To use your own OpenAI-compatible LLM, you’ll need:
  • Model name
  • Base URL
  • API key
Ensure your LLM:
  • Streamable (ie. via SSE)
  • Uses the /chat/completions endpoint

1. model

Name of the custom model you want to use.
"model": "gpt-3.5-turbo"

2. base_url

Base URL of your LLM endpoint.
Do not include route extensions in the base_url.
"base_url": "https://your-llm.com/api/v1"

3. api_key

API key to authenticate with your LLM provider.
"api_key": "your-api-key"
base_url and api_key are required only when using a custom model.

4. tools

Optionally enable tool calling by defining functions the LLM can invoke.
Please see LLM Tool Calling for more details.

5. speculative_inference

When set to true, the LLM begins processing speech transcriptions before user input ends, improving responsiveness.
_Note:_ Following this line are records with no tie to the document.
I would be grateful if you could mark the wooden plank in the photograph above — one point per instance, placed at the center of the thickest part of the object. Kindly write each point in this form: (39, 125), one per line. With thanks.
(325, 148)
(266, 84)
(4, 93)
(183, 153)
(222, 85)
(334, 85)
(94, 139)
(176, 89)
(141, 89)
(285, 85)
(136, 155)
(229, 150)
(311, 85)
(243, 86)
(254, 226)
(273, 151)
This is the default value; you can set it to false to disable.
"speculative_inference": true
This field is optional. It defaults to true for better performance.

6. headers

Optional headers for authenticating with your LLM.
"headers": {
  "Authorization": "Bearer your-api-key"
}
This field is optional, depending on your LLM model.

7. extra_body

Add parameters to customize the LLM request. You can pass any parameters that your LLM provider supports:
"extra_body": {
  "temperature": 0.5,
  "top_p": 0.9,
  "frequency_penalty": 0.5
}
This field is optional.

8. default_query

Add default query parameters that get appended to the base URL when making requests to the /chat/completions endpoint.
"default_query": {
  "api-version": "2024-02-15-preview"
}
This field is optional. Useful for LLM providers that require query parameters for authentication or versioning.

Example Configuration

{
  "persona_name": "Storyteller",
  "system_prompt": "You are a storyteller who entertains people of all ages.",
  "pipeline_mode": "full",
  "default_replica_id": "rf4e9d9790f0",
  "layers": {
    "llm": {
      "model": "gpt-4o",
      "base_url": "https://your-azure-openai.openai.azure.com/openai/deployments/gpt-4o",
      "api_key": "your-api-key",
      "speculative_inference": true,
      "default_query": {
        "api-version": "2024-02-15-preview"
      }
    }
  }
}
Refer to the Create Persona API for a full list of supported fields.

Perception

When using the raven-1 perception model with a custom LLM, your LLM will receive system messages containing visual context extracted from the user’s video input.
{
    "role": "system",
    "content": "<user_appearance>...</user_appearance> <user_emotions>...</user_emotions> <user_screenshare>...</user_screenshare>"
}

Disabled Perception model

If you disable the perception model, your LLM will not receive any special messages.